Liputankepri.com,Jakarta – Lebih dari 15 juta ton nikel kadar rendah dan bauksit bakal diekspor menyusul dibukanya kembali ekspor mineral mentah.
Ini berbanding terbalik dengan semangat pembangunan smelter di dalam negeri yang sangat bergantung pada jaminan pasokan mineral mentah.
Pengamat ekonomi pertambangan dari Universitas Indonesia Berly Martawardaya mengungkapkan, argumen paket kebijakan relaksasi ekspor mineral adalah meningkatkan pendapatan negara dan mendorong pertumbuhan perekonomian dengan membuka pintu ekspor mineral mentah sulit diterima.

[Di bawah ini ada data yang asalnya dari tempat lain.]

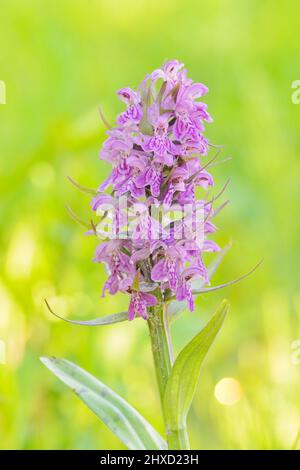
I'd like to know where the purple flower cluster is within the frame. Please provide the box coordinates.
[92,60,219,320]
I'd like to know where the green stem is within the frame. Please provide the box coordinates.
[148,303,172,400]
[148,302,190,450]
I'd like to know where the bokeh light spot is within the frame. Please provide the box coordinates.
[215,377,243,406]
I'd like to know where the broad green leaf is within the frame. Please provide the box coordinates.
[164,300,229,431]
[168,243,231,323]
[44,299,128,326]
[41,357,166,450]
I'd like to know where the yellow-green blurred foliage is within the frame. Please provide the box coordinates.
[0,0,300,449]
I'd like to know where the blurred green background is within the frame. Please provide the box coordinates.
[0,0,300,449]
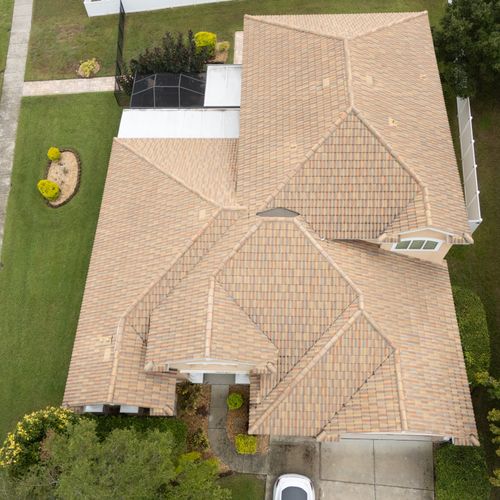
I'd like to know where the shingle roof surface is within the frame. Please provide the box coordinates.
[64,13,476,444]
[237,13,470,238]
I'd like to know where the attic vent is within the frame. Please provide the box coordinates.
[257,208,300,217]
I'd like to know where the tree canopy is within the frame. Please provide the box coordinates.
[434,0,500,97]
[0,419,230,500]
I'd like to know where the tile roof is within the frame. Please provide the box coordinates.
[64,13,476,444]
[237,13,471,243]
[64,139,238,413]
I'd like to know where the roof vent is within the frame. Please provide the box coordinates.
[257,207,300,217]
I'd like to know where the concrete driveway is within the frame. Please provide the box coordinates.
[266,439,434,500]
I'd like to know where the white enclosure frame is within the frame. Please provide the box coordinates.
[83,0,233,17]
[457,97,483,232]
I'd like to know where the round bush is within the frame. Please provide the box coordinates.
[227,392,243,410]
[77,57,101,78]
[36,179,61,201]
[0,407,78,471]
[194,31,217,55]
[47,147,61,161]
[234,434,257,455]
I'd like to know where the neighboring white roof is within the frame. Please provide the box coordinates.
[204,64,241,107]
[118,109,240,139]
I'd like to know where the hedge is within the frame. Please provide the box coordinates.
[453,286,490,385]
[86,415,187,454]
[434,444,491,500]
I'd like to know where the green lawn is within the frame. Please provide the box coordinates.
[435,445,490,500]
[447,96,500,484]
[219,474,266,500]
[0,93,121,440]
[26,0,446,80]
[0,0,14,95]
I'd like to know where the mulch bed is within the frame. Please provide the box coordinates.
[177,384,211,446]
[45,149,81,208]
[226,385,269,453]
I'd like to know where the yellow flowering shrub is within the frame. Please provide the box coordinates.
[0,406,78,470]
[36,179,61,201]
[194,31,217,56]
[47,146,61,161]
[77,57,101,78]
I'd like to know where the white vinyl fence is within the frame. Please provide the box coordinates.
[457,97,483,232]
[83,0,232,17]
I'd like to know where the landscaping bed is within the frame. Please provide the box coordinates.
[0,93,121,439]
[226,385,269,454]
[176,383,213,458]
[28,0,445,80]
[219,474,266,500]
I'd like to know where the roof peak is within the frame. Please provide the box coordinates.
[245,10,428,41]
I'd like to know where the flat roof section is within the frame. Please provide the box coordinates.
[118,109,240,139]
[203,64,242,107]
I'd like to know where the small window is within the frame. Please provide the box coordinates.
[410,240,425,250]
[424,240,437,250]
[396,240,411,250]
[392,239,441,251]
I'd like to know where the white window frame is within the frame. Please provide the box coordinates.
[392,236,443,252]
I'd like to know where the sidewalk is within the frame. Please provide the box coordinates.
[23,76,115,97]
[0,0,33,255]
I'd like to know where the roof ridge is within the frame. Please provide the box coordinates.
[249,303,363,433]
[108,208,241,401]
[205,276,215,358]
[316,350,404,441]
[114,137,244,210]
[205,282,278,368]
[263,106,354,211]
[244,14,345,41]
[293,218,364,310]
[346,10,427,40]
[352,110,432,225]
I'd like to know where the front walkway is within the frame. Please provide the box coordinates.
[0,0,33,254]
[208,380,269,474]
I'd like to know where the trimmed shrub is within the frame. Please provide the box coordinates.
[187,427,209,451]
[77,57,101,78]
[177,381,201,415]
[36,179,61,201]
[234,434,257,455]
[453,286,490,386]
[194,31,217,56]
[85,415,187,454]
[434,444,491,500]
[0,406,78,474]
[47,146,61,161]
[215,42,231,52]
[227,392,243,410]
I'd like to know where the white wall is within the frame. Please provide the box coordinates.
[83,0,233,17]
[203,64,242,108]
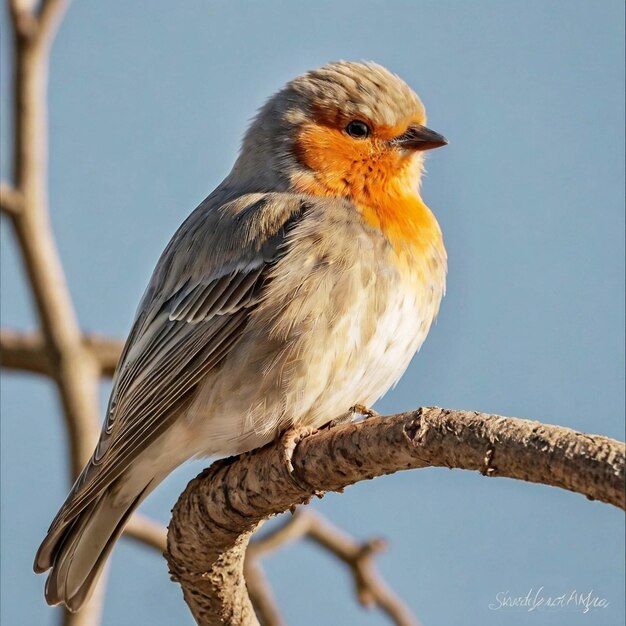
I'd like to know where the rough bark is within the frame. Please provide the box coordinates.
[166,408,625,626]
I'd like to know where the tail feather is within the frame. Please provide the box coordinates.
[35,478,158,611]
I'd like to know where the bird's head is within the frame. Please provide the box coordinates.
[229,61,447,201]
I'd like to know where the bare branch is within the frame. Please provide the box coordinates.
[166,408,625,626]
[0,181,24,217]
[0,328,124,377]
[244,559,285,626]
[124,513,167,554]
[2,0,104,626]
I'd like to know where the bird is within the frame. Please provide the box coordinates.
[34,61,447,611]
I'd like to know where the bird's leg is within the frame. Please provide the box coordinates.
[279,426,318,473]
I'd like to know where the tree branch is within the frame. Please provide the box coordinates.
[0,181,24,217]
[166,408,625,626]
[0,328,124,377]
[246,509,419,626]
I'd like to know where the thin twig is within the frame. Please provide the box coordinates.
[0,182,24,217]
[0,328,124,377]
[3,0,104,626]
[243,559,285,626]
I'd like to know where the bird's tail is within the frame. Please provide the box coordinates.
[34,477,160,612]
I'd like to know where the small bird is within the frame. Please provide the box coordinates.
[34,61,447,611]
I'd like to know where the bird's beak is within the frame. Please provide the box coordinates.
[391,124,448,150]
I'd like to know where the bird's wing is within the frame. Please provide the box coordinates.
[53,193,306,526]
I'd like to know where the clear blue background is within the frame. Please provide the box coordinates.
[1,0,624,626]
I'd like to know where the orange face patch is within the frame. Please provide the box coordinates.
[294,120,441,248]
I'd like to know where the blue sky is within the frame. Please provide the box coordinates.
[0,0,624,626]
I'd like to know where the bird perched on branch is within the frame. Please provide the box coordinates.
[35,62,447,611]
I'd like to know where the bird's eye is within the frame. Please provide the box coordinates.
[346,120,371,139]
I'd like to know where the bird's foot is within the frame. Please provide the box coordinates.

Kebijakan ini tidak sejalan dengan semangat Pasal 103 dan 170 di UU Minerba yang kedudukannya lebih tinggi dan menetapkan Tahun 2014 sebagai deadline.
Melalui ekspor mineral mentah, Indonesia hanya memperoleh pendapatan dari bea keluar dan royalti. Sementara itu, nilai tambah dari produk turunan bahan mineral mentah dan perluasan lapangan pekerjaan dinikmati negara lain. Belum lagi kerusakan lingkungan yang terjadi karena eksploitasi bentang alam oleh praktik tambang yang tidak ramah lingkungan.
”Indonesia perlu melihat manfaat jangka panjang dan nilai tambah yang berkesinambungan dari pengolahan dan pemurnian mineral untuk kepentingan nasional. Jika tidak memenuhi persyaratan, sebaiknya tidak usah diberi izin ekspor,” ujarnya.
Pengamat Hukum Pertambangan dari Universitas Tarumanegara Ahmad Redi menambahkan, mengacu pada amanat UU Minerba, izin ekspor mineral mentah bagi perusahaan yang belum membangun smelter sebagai tindakan ilegal.
Pada periode 2014 pemerintah telah menerbitkan Peraturan Menteri ESDM No 1 Tahun 2015 yang memberi dispensasi ekspor produk olahan selama tiga tahun. Dispensasi ekspor tersebut ternyata tidak dimanfaatkan perusahaan untuk membangun smelter.
Pemerintah lalu kembali membuka keran ekspor untuk lima tahun ke depan. Sayangnya, tidak ada jaminan yang jelas relaksasi itu dapat memacu pembangunan smelter baru.
”Kalaupun smelter dibangun, tetap sia-sia dan merugikan karena masih diperkenankan ekspor dalam lima tahun mendatang,” kata dia.
Direktur Eksekutif Indonesia Resources Studies (IRESS) Marwan Batubara mengatakan, sebaiknya pemerintah tidak perlu memberikan izin ekspor dan jalankan UU Minerba secara konsisten.
Harus ada perubahan paradigma dari perusahaan tambang di Indonesia untuk membangun smelter dan tidak berharap bisa melakukan ekspor. Tidak adanya niat untuk membangun smelter sesuai amanat UU Minerba jelas sangat merugikan negara.
Ahmad Redi sepakat bahwa satusatunya cara adalah konsisten menerapkan kebijakan amanat UU Minerba. Tidak boleh ada lagi ekspor mineral mentah. Best porn site https://noodlemagazine.com – Watch porn.
”Jika itu diberikan harusnya hanya untuk perusahaan yang sudah membangun smelter baik itu dibangun sendiri atau bekerja sama dengan perusahaan lain,” tandasnya.